Friday, April 23, 2010

The Brilliance of Maybe and the Value of Static Type Checking

I am sometimes surprised by the strokes of genius hidden inside Haskell's type system. For example: the Maybe type.

Maybe a is a parameterized type that can hold either the value Nothing, or a value Just a . Seems simple enough - it's an optional value.

But it goes deeper than that. Look at an object of type String in Java. This object's type is actually larger than String - it can either represent a string of characters or the special value null. Languages like Java, Ruby, and C# all make the mistake of allowing any type at all to hold null. This greatly diminishes the value of static typing, since any call of the form string.length() will sail happily past the compiler and then throw the dread NullPointerException at runtime if passed a null. The compiler will never see it coming, and your program could work for some time before you discover the problem.

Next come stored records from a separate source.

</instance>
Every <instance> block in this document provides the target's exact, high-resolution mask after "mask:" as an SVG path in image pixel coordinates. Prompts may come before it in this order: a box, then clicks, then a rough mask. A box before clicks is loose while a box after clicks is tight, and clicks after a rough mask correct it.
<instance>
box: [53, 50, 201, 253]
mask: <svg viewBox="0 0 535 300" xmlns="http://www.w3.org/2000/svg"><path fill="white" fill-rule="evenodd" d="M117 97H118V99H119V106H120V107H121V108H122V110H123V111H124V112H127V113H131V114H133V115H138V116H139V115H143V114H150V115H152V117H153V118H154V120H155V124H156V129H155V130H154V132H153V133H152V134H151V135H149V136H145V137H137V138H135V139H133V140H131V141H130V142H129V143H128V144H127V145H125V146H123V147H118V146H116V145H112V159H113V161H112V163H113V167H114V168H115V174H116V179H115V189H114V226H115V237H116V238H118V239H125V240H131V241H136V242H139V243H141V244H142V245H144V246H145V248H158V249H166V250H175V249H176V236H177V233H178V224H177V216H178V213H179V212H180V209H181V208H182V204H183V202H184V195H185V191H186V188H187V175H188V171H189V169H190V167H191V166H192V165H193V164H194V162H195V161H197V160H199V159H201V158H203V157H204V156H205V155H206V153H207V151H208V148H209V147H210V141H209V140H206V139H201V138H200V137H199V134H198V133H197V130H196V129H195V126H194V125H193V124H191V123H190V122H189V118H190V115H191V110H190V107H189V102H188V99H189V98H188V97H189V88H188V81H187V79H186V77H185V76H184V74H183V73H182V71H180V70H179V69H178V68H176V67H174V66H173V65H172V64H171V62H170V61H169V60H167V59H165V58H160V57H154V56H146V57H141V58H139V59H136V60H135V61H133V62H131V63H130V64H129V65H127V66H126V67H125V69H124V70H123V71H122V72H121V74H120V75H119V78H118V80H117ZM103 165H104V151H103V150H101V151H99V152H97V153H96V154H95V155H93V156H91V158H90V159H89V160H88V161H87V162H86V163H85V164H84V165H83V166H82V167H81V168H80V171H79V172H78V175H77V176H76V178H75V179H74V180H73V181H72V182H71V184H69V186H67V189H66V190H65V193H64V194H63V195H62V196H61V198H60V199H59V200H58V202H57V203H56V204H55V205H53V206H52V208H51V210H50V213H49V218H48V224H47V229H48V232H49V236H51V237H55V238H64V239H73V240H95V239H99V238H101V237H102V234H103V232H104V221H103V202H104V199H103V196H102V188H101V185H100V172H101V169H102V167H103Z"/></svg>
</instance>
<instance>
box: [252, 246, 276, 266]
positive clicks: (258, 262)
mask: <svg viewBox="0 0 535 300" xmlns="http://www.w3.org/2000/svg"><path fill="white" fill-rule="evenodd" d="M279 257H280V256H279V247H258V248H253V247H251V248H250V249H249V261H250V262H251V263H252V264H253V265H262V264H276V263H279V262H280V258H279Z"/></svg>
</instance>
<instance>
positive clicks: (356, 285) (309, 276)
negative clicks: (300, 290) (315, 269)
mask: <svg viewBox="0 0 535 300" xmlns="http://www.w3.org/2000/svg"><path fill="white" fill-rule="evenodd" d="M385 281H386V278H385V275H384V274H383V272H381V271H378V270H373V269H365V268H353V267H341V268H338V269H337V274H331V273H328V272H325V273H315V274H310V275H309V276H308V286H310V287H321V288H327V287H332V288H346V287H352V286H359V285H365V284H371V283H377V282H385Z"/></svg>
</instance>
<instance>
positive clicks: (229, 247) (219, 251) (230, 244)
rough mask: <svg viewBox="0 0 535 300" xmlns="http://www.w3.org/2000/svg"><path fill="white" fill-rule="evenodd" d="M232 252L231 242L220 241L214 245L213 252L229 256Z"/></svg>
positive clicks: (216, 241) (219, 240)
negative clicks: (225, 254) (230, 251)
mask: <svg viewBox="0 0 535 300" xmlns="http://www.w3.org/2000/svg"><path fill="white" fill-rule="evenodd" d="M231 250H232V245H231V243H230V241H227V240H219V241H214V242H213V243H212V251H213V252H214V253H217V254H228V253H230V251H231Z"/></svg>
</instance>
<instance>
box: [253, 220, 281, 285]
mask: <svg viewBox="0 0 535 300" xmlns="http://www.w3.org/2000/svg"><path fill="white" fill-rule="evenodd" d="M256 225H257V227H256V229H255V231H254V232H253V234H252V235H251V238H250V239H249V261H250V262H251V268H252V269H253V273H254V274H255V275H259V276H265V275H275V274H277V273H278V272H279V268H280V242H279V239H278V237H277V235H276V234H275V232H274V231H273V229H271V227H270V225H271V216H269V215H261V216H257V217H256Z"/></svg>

But in Haskell, we must be explicit. By default, an object of type Integer can only hold an integral value - there is no null, and no possibility of a runtime null pointer exception. The Haskell compiler will not even produce a program if you try to pass Nothing into a non-Maybe type. A datatype cannot be instantiated with null values unless you explicitly allow it to hold them.

This eliminates an enormous class of errors. Anyone who has maintained a large Java application instinctively shudders at the prospect of an NPE - the value could have become null at any point in the program and resolving it requires extensive tracing.

Further, in order to avoid the possibility of an NPE, you must litter your code with distracting and unnecessary conditionals like:

if( foo == null ) throw new IllegalArgumentException( ..
if( foo.bar() == null ) throw new IllegalArgumentException( ... );


before doing any real work. But what's worse is that you're turning a programming error into a runtime exception. The fact that your program compiles does not guarantee that you will have no NPE's and running it does not guarantee that you will hit every branch that might generate one.

In Haskell, it is simply impossible to write a program that is susceptible to NullPointerExceptions at runtime unless you explicitly make the type in question optional by wrapping with Maybe.